Varna was built by the I. D. Vorobyov shipyard in Nikolaev; her keel was laid down on 4 October 1838 and she was launched on 26 July 1842. Named for the Siege of Varna of the Russo-Turkish War of 1828, the ship sailed to Sevastopol in 1843 to be fitted-out. She helped to carry the 13th Division of the Imperial Russian Army from Sevastopol to Odessa and then back later that year. Varna remained in active service with the Black Sea Fleet for the next two years before being laid up in 1846; she was reactivated from 1847 to 1849 before being taken out of service again. She was recommissioned in 1852. In October 1853, after the Crimean War broke out with the Ottoman Empire, she took part in an operation to carry soldiers to the Caucasus to strengthen the Russian Army on there; she carried a contingent of 910 from Sevastopol to Sukhumi.

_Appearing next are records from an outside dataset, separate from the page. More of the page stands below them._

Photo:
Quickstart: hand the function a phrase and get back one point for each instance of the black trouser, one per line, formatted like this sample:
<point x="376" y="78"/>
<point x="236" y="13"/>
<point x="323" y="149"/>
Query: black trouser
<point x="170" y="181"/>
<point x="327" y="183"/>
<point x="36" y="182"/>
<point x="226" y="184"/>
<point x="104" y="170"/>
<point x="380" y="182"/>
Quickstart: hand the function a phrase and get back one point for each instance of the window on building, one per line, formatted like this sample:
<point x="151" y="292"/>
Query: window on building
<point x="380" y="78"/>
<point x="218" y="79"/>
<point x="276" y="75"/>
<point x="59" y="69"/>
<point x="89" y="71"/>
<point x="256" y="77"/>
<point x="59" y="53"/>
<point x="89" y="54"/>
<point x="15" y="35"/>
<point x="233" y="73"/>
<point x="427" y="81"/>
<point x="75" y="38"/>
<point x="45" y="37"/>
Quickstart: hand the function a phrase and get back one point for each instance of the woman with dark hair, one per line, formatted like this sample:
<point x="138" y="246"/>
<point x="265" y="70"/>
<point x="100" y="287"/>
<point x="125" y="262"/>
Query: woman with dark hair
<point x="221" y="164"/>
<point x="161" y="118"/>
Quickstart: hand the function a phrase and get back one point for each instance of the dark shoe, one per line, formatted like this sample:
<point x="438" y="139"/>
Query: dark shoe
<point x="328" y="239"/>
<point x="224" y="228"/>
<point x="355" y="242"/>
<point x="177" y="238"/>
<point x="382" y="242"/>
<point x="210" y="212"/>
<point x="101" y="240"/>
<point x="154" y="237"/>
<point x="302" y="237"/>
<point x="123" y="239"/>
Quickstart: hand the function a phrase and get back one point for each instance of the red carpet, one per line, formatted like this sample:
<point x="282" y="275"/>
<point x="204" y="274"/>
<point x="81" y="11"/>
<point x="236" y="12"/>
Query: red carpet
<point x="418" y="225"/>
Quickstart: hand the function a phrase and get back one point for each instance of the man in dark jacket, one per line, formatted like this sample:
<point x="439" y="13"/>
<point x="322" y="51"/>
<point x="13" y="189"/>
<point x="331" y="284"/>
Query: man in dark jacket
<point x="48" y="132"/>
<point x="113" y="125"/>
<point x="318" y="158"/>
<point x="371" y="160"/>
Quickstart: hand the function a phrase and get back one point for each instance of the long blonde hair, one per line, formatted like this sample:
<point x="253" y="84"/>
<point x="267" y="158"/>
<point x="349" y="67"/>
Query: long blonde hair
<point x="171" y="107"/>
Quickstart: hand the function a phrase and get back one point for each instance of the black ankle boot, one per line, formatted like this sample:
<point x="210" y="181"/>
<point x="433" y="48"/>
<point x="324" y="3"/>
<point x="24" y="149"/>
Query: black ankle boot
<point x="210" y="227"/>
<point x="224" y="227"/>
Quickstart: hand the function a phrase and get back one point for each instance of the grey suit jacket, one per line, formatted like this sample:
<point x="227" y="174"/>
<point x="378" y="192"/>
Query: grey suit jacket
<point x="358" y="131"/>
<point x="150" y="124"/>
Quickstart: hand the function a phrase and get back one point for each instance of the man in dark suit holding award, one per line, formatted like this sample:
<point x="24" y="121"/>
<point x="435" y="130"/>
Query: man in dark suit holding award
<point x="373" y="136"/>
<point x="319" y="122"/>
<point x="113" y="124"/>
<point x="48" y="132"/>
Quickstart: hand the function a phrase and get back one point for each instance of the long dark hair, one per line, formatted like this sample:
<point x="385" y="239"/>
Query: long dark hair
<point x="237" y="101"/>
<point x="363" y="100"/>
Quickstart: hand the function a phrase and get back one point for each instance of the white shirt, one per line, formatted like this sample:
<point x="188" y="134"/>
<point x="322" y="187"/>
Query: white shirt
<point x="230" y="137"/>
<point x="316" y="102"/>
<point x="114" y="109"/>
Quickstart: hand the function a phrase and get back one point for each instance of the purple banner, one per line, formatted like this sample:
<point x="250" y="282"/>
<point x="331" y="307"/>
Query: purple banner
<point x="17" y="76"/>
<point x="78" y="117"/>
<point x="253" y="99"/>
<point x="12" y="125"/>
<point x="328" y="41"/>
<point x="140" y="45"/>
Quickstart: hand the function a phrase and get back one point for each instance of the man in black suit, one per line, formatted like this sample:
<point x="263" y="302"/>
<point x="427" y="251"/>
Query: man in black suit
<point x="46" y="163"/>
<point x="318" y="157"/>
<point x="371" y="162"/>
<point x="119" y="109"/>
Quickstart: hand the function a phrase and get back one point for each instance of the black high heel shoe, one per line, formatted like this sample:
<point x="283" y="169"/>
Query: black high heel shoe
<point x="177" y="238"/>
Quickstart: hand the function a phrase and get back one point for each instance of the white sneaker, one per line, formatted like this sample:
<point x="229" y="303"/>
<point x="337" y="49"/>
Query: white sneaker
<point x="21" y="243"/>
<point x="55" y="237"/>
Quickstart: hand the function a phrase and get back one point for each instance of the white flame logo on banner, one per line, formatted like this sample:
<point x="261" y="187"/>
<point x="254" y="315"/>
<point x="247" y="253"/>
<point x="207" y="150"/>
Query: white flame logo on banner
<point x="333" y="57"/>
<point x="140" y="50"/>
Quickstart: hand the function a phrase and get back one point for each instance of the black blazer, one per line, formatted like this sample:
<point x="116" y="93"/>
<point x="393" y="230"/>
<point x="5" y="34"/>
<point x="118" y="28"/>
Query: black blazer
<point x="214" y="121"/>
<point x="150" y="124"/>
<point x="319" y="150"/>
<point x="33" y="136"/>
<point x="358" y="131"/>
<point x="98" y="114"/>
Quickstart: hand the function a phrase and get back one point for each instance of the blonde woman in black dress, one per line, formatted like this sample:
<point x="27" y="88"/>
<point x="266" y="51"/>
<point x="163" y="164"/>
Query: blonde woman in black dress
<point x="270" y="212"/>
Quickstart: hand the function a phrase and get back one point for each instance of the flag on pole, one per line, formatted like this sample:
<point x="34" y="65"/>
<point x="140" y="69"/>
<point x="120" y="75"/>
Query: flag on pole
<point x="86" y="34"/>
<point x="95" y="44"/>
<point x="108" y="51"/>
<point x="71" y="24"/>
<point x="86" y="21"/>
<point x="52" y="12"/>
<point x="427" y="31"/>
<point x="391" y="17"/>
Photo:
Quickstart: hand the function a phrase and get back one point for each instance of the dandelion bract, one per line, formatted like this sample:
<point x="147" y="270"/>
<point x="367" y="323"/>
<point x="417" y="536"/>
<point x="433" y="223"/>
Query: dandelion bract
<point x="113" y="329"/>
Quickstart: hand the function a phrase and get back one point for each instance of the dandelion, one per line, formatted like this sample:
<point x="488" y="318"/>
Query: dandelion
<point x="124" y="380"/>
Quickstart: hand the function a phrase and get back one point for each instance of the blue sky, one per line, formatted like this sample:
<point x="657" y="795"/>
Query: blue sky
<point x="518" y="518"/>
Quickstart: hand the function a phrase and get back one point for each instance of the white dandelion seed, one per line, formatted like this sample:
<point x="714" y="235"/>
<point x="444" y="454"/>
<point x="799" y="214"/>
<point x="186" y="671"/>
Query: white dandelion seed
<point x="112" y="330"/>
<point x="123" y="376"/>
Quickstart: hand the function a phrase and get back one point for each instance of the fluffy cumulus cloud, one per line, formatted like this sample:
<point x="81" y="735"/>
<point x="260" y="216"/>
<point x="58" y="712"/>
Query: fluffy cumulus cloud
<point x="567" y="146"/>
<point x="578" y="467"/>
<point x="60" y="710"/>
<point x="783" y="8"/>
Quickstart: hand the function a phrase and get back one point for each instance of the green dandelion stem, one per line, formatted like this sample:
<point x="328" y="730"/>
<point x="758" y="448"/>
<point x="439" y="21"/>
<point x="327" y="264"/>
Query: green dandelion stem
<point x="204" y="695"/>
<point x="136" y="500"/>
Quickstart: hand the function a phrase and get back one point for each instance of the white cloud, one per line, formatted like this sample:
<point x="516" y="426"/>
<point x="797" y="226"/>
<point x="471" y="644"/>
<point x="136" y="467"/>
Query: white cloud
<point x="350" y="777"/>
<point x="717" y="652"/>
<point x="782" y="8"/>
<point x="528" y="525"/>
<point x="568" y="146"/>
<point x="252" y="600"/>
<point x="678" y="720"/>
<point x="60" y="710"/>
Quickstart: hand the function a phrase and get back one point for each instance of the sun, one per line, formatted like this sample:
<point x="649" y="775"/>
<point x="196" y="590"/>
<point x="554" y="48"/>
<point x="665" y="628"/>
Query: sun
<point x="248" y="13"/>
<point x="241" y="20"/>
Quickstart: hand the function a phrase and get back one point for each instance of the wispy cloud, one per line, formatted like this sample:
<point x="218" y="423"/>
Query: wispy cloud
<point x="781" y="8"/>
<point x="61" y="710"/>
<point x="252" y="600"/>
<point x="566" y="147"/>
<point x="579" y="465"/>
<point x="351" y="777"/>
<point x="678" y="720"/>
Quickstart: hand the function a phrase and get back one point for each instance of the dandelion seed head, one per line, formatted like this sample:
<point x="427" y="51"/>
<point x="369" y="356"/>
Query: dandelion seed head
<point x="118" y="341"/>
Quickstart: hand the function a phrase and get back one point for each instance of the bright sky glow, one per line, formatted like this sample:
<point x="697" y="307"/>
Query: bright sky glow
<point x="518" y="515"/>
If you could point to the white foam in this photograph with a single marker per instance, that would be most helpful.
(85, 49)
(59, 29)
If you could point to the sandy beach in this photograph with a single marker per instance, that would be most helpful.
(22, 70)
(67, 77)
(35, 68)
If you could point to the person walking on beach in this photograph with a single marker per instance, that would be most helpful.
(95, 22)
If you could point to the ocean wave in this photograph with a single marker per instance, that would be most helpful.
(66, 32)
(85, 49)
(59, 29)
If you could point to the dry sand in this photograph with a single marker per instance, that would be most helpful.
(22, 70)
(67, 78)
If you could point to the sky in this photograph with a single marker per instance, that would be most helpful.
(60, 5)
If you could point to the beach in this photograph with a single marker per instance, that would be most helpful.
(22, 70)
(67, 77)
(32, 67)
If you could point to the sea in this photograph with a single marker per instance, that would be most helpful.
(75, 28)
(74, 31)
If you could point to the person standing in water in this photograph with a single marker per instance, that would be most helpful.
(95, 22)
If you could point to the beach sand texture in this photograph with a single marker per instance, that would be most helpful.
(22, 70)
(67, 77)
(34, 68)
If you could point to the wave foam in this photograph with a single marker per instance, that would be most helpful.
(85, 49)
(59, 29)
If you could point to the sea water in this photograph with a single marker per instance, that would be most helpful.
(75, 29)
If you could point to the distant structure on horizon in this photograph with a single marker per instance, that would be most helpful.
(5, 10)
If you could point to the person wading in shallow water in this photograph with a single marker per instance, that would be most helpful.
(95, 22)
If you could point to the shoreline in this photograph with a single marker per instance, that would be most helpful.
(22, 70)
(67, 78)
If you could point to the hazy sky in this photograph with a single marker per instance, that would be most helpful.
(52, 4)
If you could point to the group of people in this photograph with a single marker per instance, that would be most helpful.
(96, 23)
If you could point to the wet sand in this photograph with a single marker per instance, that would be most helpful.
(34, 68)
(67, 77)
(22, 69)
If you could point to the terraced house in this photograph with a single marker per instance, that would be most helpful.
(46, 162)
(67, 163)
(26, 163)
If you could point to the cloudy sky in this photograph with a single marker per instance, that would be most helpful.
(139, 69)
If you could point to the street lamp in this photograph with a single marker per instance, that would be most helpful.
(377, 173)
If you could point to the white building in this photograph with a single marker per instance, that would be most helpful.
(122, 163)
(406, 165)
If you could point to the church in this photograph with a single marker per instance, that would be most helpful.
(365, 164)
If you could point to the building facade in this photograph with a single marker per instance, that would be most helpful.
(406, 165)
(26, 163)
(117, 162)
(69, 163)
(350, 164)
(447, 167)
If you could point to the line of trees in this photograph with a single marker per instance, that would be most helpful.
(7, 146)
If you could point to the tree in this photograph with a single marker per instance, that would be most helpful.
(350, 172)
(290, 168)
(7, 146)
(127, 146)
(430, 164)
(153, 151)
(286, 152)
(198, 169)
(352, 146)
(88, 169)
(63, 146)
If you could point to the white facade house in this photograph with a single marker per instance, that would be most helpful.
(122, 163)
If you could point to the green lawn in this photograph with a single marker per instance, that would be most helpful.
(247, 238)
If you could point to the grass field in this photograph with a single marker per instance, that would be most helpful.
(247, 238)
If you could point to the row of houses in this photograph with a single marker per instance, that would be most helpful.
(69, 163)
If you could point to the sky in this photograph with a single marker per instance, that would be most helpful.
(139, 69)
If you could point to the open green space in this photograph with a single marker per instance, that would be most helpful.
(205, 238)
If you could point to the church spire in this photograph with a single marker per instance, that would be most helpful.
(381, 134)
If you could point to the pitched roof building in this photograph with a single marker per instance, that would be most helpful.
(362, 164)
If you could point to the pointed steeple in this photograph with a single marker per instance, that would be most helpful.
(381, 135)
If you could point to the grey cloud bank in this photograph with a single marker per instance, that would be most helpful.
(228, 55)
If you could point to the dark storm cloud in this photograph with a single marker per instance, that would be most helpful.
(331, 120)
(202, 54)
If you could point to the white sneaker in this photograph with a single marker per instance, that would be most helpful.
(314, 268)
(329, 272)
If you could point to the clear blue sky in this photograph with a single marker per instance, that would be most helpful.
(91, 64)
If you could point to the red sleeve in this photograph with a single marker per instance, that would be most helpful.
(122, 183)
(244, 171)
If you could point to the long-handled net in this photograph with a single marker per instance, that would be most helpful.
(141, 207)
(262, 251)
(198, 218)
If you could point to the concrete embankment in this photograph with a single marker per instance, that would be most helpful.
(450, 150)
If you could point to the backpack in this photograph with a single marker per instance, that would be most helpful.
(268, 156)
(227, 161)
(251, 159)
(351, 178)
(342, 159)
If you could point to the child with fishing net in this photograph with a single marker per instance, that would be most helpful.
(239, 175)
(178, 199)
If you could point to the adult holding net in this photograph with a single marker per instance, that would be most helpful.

Varna underwent repairs at Sevastopol from late 1853 to 1854 and was therefore unavailable to join the Russian squadron under Vice Admiral Pavel Nakhimov that destroyed an Ottoman squadron at the Battle of Sinop. The Russian attack on Sinop was perceived in Britain and France as an attack on Ottoman territory, and thus provided the pro-war factions of their governments justification to intervene in the Crimean War. France and Britain issued an ultimatum to Russia to withdraw its forces from Rumelia, the Ottoman territories in the Balkans, which the Russians initially ignored, prompting Anglo-French declarations of war in March 1854. The Russians were surprised by the intervention and withdrew the fleet to Sevastopol, precluding any possibility of action with the British and French fleet that entered the Black Sea. After completing repairs, Varna was based in the Sevastopol roadstead to help defend the city, and she was scuttled there on 11 September 1854 as a block ship to prevent the Anglo-French fleet from entering the harbor.